Watching the Winter Olympics in Vancouver last month, I realized something was happening that caused me pause. I found myself quietly cheering for the home team Canadians in the gold medal hockey game.
There, I said it.
My son understood my sentiment, especially since I wanted Dallas Stars’ star and Canadian Olympian Brendan Morrow to be in good spirits when he resumed playing for the home team.
He will be. The Canadian team won the gold in an overtime thriller against the upstart United States team.
We had our “Miracle on Ice” in the 1980 Lake Placid games against the Russians. We were amateurs; they were professionals in any honest sense of the word. Our kids beat their men. Freedom-loving Americans defeated the Communist Soviets. The Cold War would end before the close of the decade, but the victory at the rink in upstate New York that night might have been the icebreaker.
Now the thaw I feel in my cold competitive heart signals something else. We used to cheer for America against Iron Curtain countries. Those manly-looking, testosterone-aided East German swimmers chilled our sympathies. Those biased Romanian figure-skating judges stole medals from our deserving youths. And those Red Chinese were making it clear that if they put their minds to it, they could produce champions as surely as cheap goods.
But I found myself sympathizing with the Russians for their poor achievements at these games. (Still, the Russian skater didn’t outperform the American gold medalist just because he could do a quadruple jump. He was a poor sport.) I was happy for the Belarus aerial skier who won the gold, and for the American who risked a medal by doing his most difficult signature Hurricane aerial maneuver and landed the silver. Good for both of them. I wanted to see China show well in winter games, as they have in summer games. The competition will be better with them as a real threat.
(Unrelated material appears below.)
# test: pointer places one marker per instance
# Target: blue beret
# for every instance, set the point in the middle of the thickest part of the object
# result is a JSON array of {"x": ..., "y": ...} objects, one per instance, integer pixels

But just to show it’s not about secret socialism in my heart, I was thrilled that little Norway (only 5 million people) dominated the alpine events in a way fitting for the country that gave us alpine sports. (Okay, so I have Norwegian heritage on my mother’s side, and Norway is a highly socialized democracy.) As for our neighbors to the north, Canada hosted the games and delivered a great showing in the sports that matter most to them. Good for them.
G. K. Chesterton, that witty British journalist of yesteryear, said of patriotism that it’s the right impulse to love most that which you are closest to. He argued that those “cosmopolitans”, who disdain nationalists for being nativists, really love mankind more than men, as some might love motherhood more than their own mothers. There’s a strange coldness, he thought, about those who cannot celebrate their own country in favor of vaguely honoring all countries.
But can you celebrate your own country and still can be happy for those who celebrate their own?
I don’t apologize for loving my own son and daughters more than yours, but that doesn’t excuse me for failing to see yours as valuable to you as mine are to me. They aren’t less than mine because they are yours. And America isn’t better because it is my country than Ghana is if it is yours.
All people of faith are taught some version of the biblical command “thou shalt love thy neighbor as thyself.”
Somehow that suggests that true patriots learn to love neighboring countries while proudly waving their own flags. National zeal needn’t fly in the face of another’s flag being raised on the highest podium.
We may never learn the words to the Belarus national anthem, but we can know the feeling in the heart of those who sing it — and maybe we can even learn to hum along with them.